Lehrstück eben beim Einkaufen im Supermarkt, Kurzfassung:
Zwei Damen streiten sich:
Junge Dame: „Sie haben mich an der Kasse geschubst. Und
als ich sagte, Sie sollen aufhören, wollten Sie mich schlagen! Ich habe es
genau bemerkt!“
Ältere Dame: „Ich komme aus Afghanistan. Mein Mann hat gute
Arbeit. Meine Kinder, sie studieren. Ich gute Frau! Ich nicht schlagen!“
Junge Dame: „Was erzählen Sie mir da für einen Scheiß!
Das interessiert mich nicht! Was interessiert mich, was ihr Mann macht oder
ihre Kinder? Sie haben mich geschubst!“
Die ältere Dame versucht es nochmal und erzählt
aufgeregt, was genau ihr Mann arbeitet und was ihre Kinder studieren. Für die
junge Dame und die Zuschauer kommt sie damit jedoch einfach nicht auf den
eigentlichen Punkt. Und irgendwie wirkt sie dadurch schuldig. So als würde sie
drum herum reden und/oder ausweichen.
Das ist ein gutes Beispiel für misslungene
interkulturelle Kommunikation. In vielen Kulturen, und ich kenne es z.B. aus
dem Iran und aus Afghanistan, gehört es bei einem Streitgespräch, vor allem in
der Öffentlichkeit, zu einem unbedingten Muss und zum guten Ton, dass man zuerst
recht ausführlich erklärt, wer man ist, welchen gesellschaftlichen Status man
hat. Für die eigene Reputation einer Frau ist da die Stellung von Mann und
Kindern ein wichtiger, ja gar der wichtigste Baustein. Damit wird die eigene
Integrität und Glaubwürdigkeit nach außen festgestellt. Erst danach spricht man
über den eigentlichen Gegenstand des Streites.
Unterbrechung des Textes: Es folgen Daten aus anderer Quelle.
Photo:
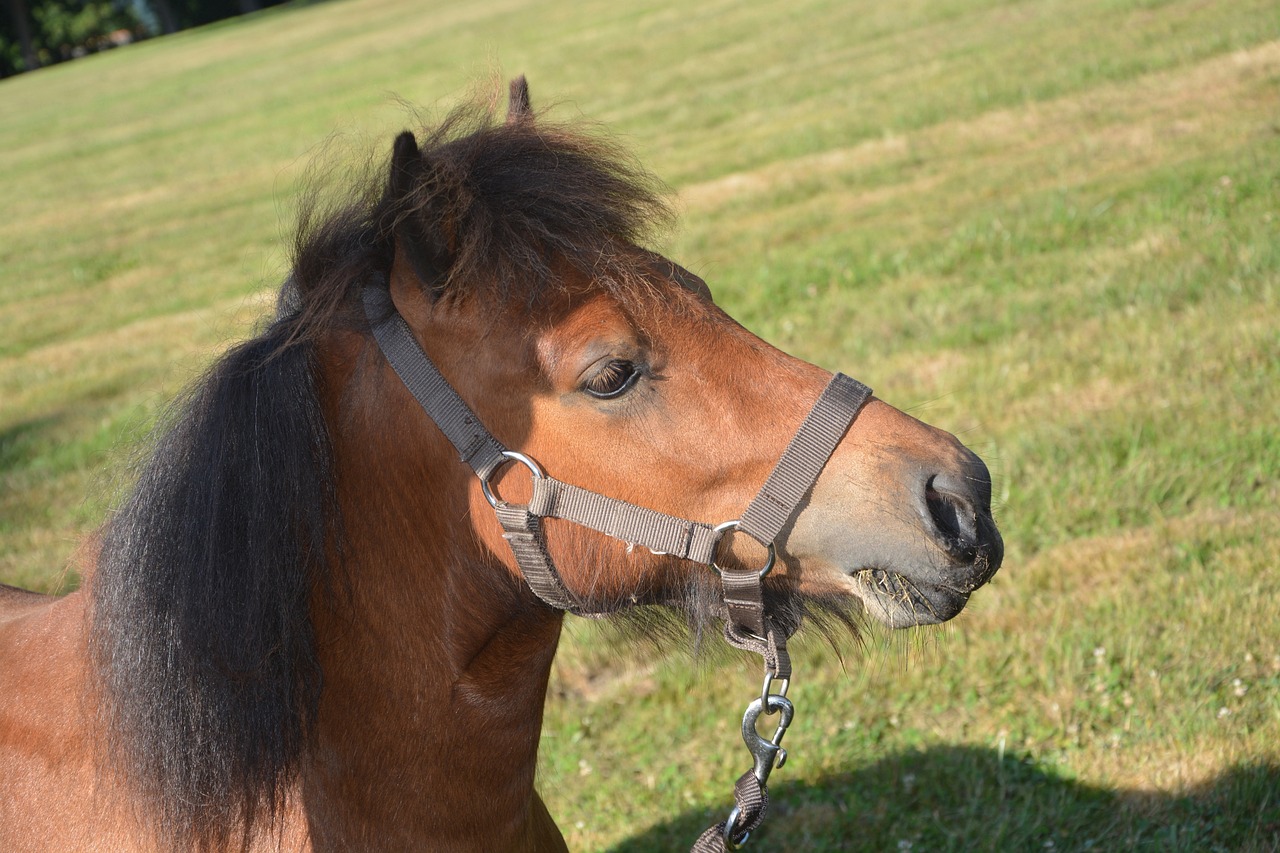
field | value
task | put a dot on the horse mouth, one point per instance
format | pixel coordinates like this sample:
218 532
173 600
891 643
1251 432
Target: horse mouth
901 601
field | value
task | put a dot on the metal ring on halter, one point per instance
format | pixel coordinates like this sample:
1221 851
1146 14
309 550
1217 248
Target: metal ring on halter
766 690
721 529
512 456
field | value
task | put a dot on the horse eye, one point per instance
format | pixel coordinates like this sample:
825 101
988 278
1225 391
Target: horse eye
612 381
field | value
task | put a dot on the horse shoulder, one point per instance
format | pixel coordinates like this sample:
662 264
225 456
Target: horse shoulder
46 771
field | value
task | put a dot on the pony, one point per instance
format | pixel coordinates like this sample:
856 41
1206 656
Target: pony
305 629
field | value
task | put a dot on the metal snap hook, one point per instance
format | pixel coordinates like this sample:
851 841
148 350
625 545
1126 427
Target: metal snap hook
767 752
721 529
511 456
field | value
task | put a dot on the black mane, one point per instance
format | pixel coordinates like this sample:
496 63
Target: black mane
201 633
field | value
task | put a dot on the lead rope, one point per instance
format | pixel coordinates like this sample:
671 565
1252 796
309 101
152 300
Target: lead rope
748 624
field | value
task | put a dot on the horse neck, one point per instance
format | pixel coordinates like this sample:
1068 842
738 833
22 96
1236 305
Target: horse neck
435 661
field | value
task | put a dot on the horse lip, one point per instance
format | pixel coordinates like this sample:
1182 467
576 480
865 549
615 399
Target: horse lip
901 601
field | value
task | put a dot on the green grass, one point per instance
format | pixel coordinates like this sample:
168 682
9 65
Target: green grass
1052 228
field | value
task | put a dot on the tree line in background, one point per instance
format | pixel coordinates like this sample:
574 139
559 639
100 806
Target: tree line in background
42 32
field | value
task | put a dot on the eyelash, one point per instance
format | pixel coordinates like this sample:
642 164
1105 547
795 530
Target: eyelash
613 381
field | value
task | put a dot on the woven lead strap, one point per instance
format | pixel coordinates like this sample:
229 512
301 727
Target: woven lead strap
475 445
804 459
636 525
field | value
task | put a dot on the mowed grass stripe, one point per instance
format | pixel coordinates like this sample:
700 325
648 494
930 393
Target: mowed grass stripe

Das hat mich oft zur Weißglut gebracht (der Vater meiner
Kinder brachte es fertig, als die GEZ vor der Tür stand, immer wieder das
Argument vorzubringen, dass sein Sohn Ringer in der Nationalmannschaft sei – die kamen nicht wirklich in ihrem Gespräch auf
einen grünen Zweig, weil beide sich missverstanden fühlten ;-) ). Aber, mal
abgesehen von den verquerten gesellschaftlichen Implikationen in Bezug auf die
Rolle der Frau, habe ich feststellen können, dass der Aggressionspegel
schlichtweg sinkt, wenn man sich erstmal über die Familien unterhält.
Ein gutes Beispiel auch dafür, dass in einer Einwanderungsgesellschaft
eben nicht nur die Zuwanderer, sondern auch die heimische Bevölkerung
Integrationskurse benötigt, am besten gemeinsame. Dann funktioniert es vielleicht
besser mit dem gegenseitigen Verständnis und der Kommunikation.